At another prophetic level God uses Jonah to reveal the way that his justice and his mercy will embrace. Jonah takes responsibility for the calamity the men face; ‘I know it is my fault that this great storm has come upon you.’
And he takes on the role of a scapegoat, a substitute for the doomed men. ‘Throw me into the sea and it will become calm.’
When Jews heard this read on the Day of Atonement they understood the language of scapegoat and substitute. They experienced the temple sacrifices where an animal is offered for the sins of the people. Yearly they went through the ceremony of the two goats, where one is slaughtered and the other, the scapegoat, with the sins of the people symbolically on its head is driven into the wilderness, like Jonah thrown into the depths of the ocean.
And so Jonah is a messianic sign. God will provide an offering for sin. His son Jesus will suffer the separation and alienation of death and three days in the tomb before rising to a glorious resurrection so that we might experience calm from the storm, peace, restoration. In the words of Cameron Semmens’ poem:
“Judgement is Jehovah’s jurisdiction, not Jonah’s;
I, Jehovah, always judge justly.” (Jonah in the Giant Dugong)
And there are touches of such supreme irony in the story. As the sailors take Jonah, who IS guilty, and toss him overboard they pray, “O Lord please do not hold us accountable for killing an innocent man.” When the crowd before Pilate are calling for the crucifixion of Jesus, who is innocent, they shout ‘Let his blood be upon us; you can hold us accountable.’
And so in the death and resurrection of Jesus, God’s mercy and justice embrace. Jonah can preach against the Ninevites AND he can trust the God of compassion to act rightly.
The care of God
Jonah is thrown into the sea.
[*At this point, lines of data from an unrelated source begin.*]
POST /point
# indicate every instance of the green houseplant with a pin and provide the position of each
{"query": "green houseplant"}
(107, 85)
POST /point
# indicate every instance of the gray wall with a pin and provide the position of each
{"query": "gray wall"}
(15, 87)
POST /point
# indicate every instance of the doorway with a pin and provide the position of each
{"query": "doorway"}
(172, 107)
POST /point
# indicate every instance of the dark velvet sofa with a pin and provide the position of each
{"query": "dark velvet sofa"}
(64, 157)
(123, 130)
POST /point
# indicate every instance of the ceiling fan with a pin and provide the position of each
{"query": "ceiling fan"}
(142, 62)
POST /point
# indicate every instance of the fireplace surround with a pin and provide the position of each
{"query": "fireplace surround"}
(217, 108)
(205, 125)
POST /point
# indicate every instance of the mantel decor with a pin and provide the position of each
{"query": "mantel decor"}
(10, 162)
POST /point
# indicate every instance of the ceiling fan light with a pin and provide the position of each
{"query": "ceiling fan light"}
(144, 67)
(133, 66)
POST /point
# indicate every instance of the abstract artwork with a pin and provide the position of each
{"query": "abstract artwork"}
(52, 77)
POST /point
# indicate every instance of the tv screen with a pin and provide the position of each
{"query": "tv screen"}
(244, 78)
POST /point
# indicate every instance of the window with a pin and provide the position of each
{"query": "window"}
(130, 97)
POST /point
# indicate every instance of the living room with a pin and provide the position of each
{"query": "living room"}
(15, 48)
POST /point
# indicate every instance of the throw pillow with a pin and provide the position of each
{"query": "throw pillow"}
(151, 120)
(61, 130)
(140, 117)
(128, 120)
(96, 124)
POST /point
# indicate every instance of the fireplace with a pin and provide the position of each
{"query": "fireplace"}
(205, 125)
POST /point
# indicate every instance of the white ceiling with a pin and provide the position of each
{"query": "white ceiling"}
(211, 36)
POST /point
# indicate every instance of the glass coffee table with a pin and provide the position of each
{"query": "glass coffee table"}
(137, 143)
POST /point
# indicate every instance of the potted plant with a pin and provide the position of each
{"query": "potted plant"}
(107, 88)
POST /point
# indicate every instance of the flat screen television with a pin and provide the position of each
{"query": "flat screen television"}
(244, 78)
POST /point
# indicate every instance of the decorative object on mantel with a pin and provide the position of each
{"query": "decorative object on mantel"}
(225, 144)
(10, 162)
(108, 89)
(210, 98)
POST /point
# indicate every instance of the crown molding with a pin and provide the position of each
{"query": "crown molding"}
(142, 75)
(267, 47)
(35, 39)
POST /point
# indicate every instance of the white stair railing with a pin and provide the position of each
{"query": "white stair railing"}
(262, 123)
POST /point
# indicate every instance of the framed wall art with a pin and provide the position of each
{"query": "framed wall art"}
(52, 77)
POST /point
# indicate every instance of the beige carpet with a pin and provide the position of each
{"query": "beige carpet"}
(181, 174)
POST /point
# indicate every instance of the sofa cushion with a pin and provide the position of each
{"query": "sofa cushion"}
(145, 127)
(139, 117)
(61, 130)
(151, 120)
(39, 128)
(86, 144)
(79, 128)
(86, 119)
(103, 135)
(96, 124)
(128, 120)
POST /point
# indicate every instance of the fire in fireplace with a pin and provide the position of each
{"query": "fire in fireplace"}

He sinks. ‘But the Lord provided a great fish to swallow Jonah.’
God provides; God cares. We can go to Nineveh, we can serve the world wherever God calls and trust that he will take care of the details.
When I reflect on Jonah, the words of Tolkien in the ‘The Lord of the Rings’ come to mind. Frodo, the Hobbit, is given the unenviable task of despatching a ring that can be used for evil, to Mount Doom in Mordor, heart of the dark empire.
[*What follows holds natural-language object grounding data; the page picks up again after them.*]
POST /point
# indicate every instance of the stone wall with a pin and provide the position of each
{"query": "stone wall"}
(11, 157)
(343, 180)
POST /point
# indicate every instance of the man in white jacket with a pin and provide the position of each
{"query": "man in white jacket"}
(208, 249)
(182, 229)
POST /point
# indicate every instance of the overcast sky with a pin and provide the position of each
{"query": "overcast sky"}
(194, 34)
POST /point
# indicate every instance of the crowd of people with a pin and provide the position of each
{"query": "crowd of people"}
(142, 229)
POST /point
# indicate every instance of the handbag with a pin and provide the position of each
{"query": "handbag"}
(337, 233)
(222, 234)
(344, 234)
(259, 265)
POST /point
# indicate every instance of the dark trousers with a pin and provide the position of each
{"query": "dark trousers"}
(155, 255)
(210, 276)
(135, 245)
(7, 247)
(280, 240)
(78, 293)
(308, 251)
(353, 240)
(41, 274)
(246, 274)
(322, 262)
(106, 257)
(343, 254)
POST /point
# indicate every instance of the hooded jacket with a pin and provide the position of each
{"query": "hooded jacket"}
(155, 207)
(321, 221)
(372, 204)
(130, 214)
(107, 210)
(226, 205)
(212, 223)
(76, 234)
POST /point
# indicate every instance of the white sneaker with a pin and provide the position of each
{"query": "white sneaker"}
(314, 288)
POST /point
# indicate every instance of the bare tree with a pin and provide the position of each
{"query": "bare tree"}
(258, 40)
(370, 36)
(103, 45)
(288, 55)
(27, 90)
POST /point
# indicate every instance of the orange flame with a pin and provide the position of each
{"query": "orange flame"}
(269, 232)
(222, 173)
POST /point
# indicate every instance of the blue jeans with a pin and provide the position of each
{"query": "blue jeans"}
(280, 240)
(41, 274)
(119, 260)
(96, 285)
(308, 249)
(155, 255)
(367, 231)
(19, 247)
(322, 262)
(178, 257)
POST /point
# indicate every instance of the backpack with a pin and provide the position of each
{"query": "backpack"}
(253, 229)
And like Jonah he says: “I am not made for perilous quests. I wish I had never seen the ring. Why did it come to me? Why was I chosen?”
“Such questions cannot be answered,” said Gandalf. “You may be sure it was not for any merit that others do not possess; not for power or wisdom, at any rate. But you have been chosen and you must therefore use such strength and heart and wits as you have.”
We have been chosen; we have been called and we must use whatever wits and strength and abilities the Holy Spirit gives us to be ambassadors and witnesses for God’s kingdom.
Gospel and Grace
[Today we are starting a series on the book of Jonah.] One of the central themes of Jonah is that of calling. We are called in many ways…– Our cultural calling; called to have dominion over the earth; called to be stewards.
– Our vocational calling; called to architecture, nursing, plumbing, socio-biology, preaching.
We are called to various roles – mother, husband, daughter, carer, opa, student!
We are called to be kingdom witnesses and servants to the world.
Sometimes these callings are difficult. Often we fail and fall short.
From Jonah we see it easy to evade our callings and serve ourselves.
And yet the Gospel and God’s grace redeems our calling too.
Let’s join in prayer as we place our calling before God and ask to receive his grace.